The state government is almost certainly in for a struggle over the budget that Governor Donald Carcieri '65 recently submitted to the General Assembly. To help close a deficit of $427 million for the coming fiscal year, the governor proposes new and increased fees alongside drastic cuts in local services and state worker pensions. And to address a statewide unemployment rate of nearly 13 percent, he recommends tax credits for new hires and a reduction in the minimum tax rate for corporations.
Ultimately, Rhode Island's situation is miserable enough that everyone involved in the negotiations over the budget will have many bitter pills to swallow. The government-friendly Democratic supermajority in the Assembly should recognize that Carcieri's proposed tax breaks are crucial for revitalizing the state's economy. And the governor himself should acknowledge that some tax increases, carefully targeted to minimize economic disruption, may be necessary to avoid excessively scaling back Rhode Island's public services.
Without a kick to its economy, Rhode Island will face similar public crises in years to come. If enacted, Carcieri's well-tailored plan to grant small businesses $2,000 in tax relief for each new hire would almost certainly provide a significant long-term boost to both the private and the public sector.
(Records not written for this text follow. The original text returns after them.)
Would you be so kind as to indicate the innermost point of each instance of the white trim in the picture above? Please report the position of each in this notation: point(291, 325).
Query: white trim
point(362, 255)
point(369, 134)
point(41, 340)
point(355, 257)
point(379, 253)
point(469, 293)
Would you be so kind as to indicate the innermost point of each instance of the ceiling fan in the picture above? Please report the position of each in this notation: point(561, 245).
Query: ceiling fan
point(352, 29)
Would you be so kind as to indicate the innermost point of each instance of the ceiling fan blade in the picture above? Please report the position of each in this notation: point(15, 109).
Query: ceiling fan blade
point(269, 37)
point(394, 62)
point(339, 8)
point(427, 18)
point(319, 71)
The state Office of Revenue Analysis estimates that the proposal would allow for nearly 1,000 jobs that otherwise would not have existed and accelerate the creation of 5,000 more, at a cost of roughly $15 million over the next two fiscal years. It now falls to the Assembly to verify that the calculations used to produce these figures were sound. If so, the credits merit inclusion in the final budget legislation. If not, the Assembly should work with the governor to salvage the proposal rather than hastily scrapping it.
Carcieri also hopes to halve the minimum tax rate imposed on corporations and franchises; currently, even enterprises that don't turn a profit must pay $500 to the state each year. Lightening this load would be especially helpful for entrepreneurial newcomers, who will be an important part of any real recovery. This modest approach to reducing the state's heavy corporate taxes is also a welcome shift on Carcieri's part: Last year, he proposed phasing out the entire corporate tax, which would have cut into state revenue without commensurately stimulating Rhode Island's economy. The Assembly rightly shot down that proposal, but they should accept the halving of the minimum rate now and consider scaling back corporate taxes at all brackets once the budget crisis has receded.
Carcieri should also give ground. After years of excessive spending and in the midst of a severe fiduciary crunch, steep budget cuts are in order. But the government can reduce the pain of this adjustment without mortgaging Rhode Island's future economic well-being. For example, by freezing the rate of the flat tax — an alternative assessment attractive to some high earners — at its 2009 level, the state could bring in nearly $18 million in additional revenue. Most of the affected taxpayers would feel only a marginal pinch, not enough to prompt them to reduce their participation in the state economy. Two of the contenders to succeed Carcieri — Independent Lincoln Chafee '75 and Democrat Frank Caprio — have already endorsed this measure, but the governor remains opposed. For the sake of the thousands of state residents and employees his cuts may unnecessarily hurt, he should reevaluate this stance. With almost 74,000 Rhode Islanders out of a job, their elected representatives shouldn't consider bent principles much of a burden.